Besides, most “candidates” of 2004 had no political platform at all. With Karzai’s election a foregone conclusion, the only other notables running were ethnic and tribal leaders, who were essentially gangsters with private armies. What each of them stood for was a share of the spoils.
But that was then. Now Karzai has at least two serious opponents, both running credible campaigns. Dr. Abdullah Abdullah, formerly Karzai’s foreign minister, one-time right-hand man of Tajik war-hero Ahmad Shah Massoud (and an actual doctor—an ophthalmologist, of all things!) has sparked real excitement by traveling around the country making personal appearances, and believe me this guy knows how to heat up a crowd. In 2002, I saw him give an extemporaneous speech in three languages to a mixed audience in Kabul, switching fluently between Dari, Pushto, and English, fielding questions from a motley audience with charismatic confidence—a brilliant performance. He offers a proposal to restructure the country as a (decentralized) parliamentary democracy. The idea may or may not be a good one, but it is at least an idea. If I could vote in this election, Abdullah might be my guy.

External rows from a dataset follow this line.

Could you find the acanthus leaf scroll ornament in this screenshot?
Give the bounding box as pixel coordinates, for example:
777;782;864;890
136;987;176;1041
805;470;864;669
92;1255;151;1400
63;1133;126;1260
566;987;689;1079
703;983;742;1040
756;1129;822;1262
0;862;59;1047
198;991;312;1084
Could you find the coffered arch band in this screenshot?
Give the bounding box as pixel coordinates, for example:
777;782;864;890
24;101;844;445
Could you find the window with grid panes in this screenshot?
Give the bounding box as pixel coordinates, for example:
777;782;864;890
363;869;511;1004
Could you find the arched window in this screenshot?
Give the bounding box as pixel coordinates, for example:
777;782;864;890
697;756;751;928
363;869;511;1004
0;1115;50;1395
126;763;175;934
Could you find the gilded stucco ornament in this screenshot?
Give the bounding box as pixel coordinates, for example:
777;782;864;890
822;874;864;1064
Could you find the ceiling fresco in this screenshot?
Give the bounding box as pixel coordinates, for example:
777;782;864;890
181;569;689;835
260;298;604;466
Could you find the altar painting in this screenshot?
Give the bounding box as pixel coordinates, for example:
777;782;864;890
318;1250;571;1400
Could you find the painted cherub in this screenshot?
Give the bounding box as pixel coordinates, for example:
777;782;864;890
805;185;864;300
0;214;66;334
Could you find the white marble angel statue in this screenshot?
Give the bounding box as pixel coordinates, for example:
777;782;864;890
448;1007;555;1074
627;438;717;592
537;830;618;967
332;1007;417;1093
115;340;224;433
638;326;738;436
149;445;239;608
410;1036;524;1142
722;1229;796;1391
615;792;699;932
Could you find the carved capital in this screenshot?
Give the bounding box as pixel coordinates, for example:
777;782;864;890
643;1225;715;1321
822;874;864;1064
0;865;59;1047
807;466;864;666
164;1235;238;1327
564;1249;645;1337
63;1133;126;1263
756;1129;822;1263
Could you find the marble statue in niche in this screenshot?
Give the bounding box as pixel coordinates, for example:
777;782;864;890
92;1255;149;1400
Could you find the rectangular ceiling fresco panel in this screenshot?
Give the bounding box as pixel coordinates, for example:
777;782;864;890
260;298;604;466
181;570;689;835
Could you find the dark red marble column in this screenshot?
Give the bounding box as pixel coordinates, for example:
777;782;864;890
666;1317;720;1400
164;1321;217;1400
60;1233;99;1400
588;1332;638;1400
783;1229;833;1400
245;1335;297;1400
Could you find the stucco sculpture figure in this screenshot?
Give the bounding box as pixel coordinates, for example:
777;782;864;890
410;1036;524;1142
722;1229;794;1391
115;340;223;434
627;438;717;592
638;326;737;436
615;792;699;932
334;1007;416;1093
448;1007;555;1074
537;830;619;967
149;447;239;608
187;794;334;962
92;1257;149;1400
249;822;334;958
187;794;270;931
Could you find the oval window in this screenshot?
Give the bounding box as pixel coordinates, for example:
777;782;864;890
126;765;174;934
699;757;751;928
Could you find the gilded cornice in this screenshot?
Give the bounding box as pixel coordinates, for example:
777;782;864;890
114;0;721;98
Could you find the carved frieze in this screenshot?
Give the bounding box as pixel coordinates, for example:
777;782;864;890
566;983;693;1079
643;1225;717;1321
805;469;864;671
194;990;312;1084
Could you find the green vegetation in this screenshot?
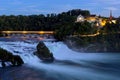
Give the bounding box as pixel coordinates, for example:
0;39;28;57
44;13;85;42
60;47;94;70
0;9;90;31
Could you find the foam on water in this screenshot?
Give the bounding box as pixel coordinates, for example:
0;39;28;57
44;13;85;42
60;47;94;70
0;41;120;80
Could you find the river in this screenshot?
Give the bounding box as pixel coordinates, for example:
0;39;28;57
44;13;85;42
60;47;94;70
0;38;120;80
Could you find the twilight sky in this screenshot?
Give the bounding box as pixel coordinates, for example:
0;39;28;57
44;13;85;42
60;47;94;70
0;0;120;17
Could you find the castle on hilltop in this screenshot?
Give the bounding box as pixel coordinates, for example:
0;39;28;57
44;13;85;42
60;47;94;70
76;11;116;27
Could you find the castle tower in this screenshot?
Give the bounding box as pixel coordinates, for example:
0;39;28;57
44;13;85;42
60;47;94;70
110;10;113;20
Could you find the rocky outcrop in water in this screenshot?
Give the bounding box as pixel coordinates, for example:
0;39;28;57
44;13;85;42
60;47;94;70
35;42;54;62
0;48;24;67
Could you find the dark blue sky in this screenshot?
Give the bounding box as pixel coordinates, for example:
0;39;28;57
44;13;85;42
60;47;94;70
0;0;120;17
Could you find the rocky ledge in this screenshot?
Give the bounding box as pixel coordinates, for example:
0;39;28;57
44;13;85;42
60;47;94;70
35;42;54;62
0;48;24;67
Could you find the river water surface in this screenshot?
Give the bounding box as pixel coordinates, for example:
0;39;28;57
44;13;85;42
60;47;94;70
0;38;120;80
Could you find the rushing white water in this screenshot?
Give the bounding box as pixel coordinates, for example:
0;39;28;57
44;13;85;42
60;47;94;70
0;41;120;80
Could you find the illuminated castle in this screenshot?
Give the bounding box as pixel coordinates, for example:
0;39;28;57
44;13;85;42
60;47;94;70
76;11;116;27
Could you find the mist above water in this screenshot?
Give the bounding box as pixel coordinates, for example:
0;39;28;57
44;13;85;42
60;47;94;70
0;37;120;80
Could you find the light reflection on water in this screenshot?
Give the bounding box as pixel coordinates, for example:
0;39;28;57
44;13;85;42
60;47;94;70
0;38;120;80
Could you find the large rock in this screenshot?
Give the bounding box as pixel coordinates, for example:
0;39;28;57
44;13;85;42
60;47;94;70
35;42;54;62
0;48;24;67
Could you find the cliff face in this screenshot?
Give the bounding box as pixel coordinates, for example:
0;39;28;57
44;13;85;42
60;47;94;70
65;34;120;53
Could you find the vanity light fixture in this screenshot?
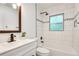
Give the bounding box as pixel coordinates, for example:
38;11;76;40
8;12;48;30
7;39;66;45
12;3;21;9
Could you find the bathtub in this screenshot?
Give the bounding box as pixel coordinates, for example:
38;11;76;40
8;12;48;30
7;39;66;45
43;46;78;56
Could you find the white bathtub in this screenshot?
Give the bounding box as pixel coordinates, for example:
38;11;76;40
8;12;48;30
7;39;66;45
50;48;78;56
43;46;78;56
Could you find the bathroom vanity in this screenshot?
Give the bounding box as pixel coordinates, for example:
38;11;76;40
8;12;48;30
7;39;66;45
0;38;37;56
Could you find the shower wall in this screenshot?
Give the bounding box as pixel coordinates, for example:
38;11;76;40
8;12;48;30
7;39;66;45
37;4;79;54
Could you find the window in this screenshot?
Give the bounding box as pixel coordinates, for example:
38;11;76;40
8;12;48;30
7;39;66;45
49;14;64;31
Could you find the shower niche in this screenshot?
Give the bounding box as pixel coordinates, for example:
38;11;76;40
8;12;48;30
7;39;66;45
0;3;21;33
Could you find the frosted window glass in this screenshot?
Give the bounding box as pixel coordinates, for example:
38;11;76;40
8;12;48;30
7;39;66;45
49;15;63;31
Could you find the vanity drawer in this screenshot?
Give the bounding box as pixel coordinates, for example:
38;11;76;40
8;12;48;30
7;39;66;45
1;42;37;56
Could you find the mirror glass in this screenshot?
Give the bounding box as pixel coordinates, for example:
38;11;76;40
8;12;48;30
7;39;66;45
0;3;21;33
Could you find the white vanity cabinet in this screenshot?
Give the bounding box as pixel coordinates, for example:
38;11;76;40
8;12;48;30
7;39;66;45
0;41;37;56
0;4;19;31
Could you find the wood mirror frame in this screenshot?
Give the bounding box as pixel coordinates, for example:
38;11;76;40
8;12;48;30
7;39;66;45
0;6;21;33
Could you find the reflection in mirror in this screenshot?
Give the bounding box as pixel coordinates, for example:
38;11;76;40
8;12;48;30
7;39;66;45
0;3;21;33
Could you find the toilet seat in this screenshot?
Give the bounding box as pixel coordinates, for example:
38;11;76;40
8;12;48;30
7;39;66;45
37;47;50;56
37;47;49;53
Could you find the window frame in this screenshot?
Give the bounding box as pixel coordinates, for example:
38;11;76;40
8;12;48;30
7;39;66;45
49;13;64;31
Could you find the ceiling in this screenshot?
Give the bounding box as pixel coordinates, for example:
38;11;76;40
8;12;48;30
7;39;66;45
37;3;74;9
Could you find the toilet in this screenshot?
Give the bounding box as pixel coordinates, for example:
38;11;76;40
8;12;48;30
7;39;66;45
37;47;50;56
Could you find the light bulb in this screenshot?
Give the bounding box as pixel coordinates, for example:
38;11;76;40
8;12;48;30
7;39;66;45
12;4;17;9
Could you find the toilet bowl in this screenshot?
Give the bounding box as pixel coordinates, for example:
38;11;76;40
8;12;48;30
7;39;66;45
37;47;50;56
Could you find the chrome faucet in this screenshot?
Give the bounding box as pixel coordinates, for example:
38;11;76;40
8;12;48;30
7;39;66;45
8;34;16;42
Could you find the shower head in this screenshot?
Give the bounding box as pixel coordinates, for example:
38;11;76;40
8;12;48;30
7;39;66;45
40;11;48;16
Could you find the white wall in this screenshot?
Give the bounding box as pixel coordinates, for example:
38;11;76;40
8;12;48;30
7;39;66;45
0;3;36;43
36;4;75;53
22;3;36;38
73;3;79;55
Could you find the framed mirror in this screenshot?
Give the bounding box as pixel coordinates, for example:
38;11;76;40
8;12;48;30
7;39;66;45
0;3;21;33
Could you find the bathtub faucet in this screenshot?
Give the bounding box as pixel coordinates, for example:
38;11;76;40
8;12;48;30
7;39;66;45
8;34;16;42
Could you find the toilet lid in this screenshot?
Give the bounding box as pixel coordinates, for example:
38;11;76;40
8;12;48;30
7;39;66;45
37;47;49;53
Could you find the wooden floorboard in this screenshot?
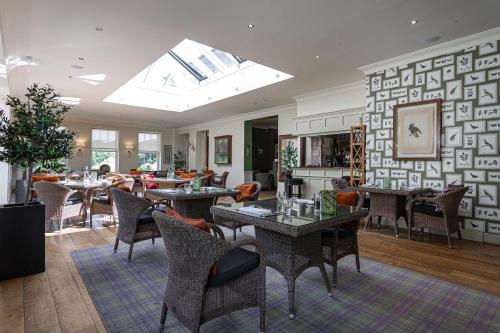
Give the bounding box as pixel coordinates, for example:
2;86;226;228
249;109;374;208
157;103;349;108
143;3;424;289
0;198;500;333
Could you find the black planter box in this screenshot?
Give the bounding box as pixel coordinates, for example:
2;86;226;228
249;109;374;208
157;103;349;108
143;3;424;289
0;202;45;281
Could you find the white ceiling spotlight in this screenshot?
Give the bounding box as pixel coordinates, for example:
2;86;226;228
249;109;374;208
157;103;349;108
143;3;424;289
56;96;82;105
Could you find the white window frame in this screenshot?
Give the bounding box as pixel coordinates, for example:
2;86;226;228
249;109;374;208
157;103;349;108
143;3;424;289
90;128;120;172
137;131;162;171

Or maybe not: Dr. Ashraf Ghani, formerly Karzai’s finance minister, one-time professor of economics at Johns Hopkins University, once on a short list to be appointed secretary general of the United Nations, may not be much of a politician, but he has gravitas, he has learning, and he has a proposal: to replace the failed top-down strategy of reconstruction in Afghanistan with a new approach that starts at the local level and filters up. It might or might not work, but at least it’s a plan, and it’s one that addresses the most critical piece of the Afghan puzzle. If I could vote in this election, maybe Ghani would be my guy.
Karzai never really had a constituency in Afghanistan. From the start, Afghans saw him as America’s man. In 2004, that was good enough, because back then, the United States enjoyed some luster among Afghans, many of whom felt the United States had helped drive out the Soviets and later (after shamefully abandoning the country to civil war) saved them from the Taliban. In voting for Karzai, Afghans were accepting the Western intervention and expressing optimism about what it might bring.
This year, it’s not such a good thing to be seen as America’s man in Afghanistan. Most Afghans now have about the same view of the American presence as they had of the Soviet occupation in the eighties. This time, therefore, the only actual opposition party of 2004—Talibanist chaos—has come back stronger than ever, its only platform being to sabotage the elections entirely.
Accordingly, Karzai has turned to a different kind of politics: back-room deal-making with power-brokers. He opted out of a televised debate with his rivals and hasn’t appeared in public much, but he has been busy: most of those ethnic and tribal warlords who opposed him in 2004 are now his allies. Their motives are the same now as then: to share in the spoils. They’re lining up with Karzai because they bet that—as America’s man—he’ll still be in power after the election no matter how the vote comes out.
Frankly I can’t blame Karzai for failing to rescue Afghanistan. When a man can’t lift a car, it doesn’t prove he’s weak but rather that cars are heavy. If one of his rivals wins, I’m sure global media will soon be excoriating him as a weak incompetent presiding over a corrupt administration.
Even so, it would be great if the United States and its Western allies publicly abandon Karzai. It would signal that America means to change course in Afghanistan, and American-changing-course is the only thing that can now reverse Afghanistan’s slide toward chaos. In this presidential campaign, it could actually profit America to be associated with one of the losers. It might at least open a slim opportunity to launch a fresh approach. And anyway, when all the warlords of Afghanistan flock to your banner, let’s face it: the time has come to change banners.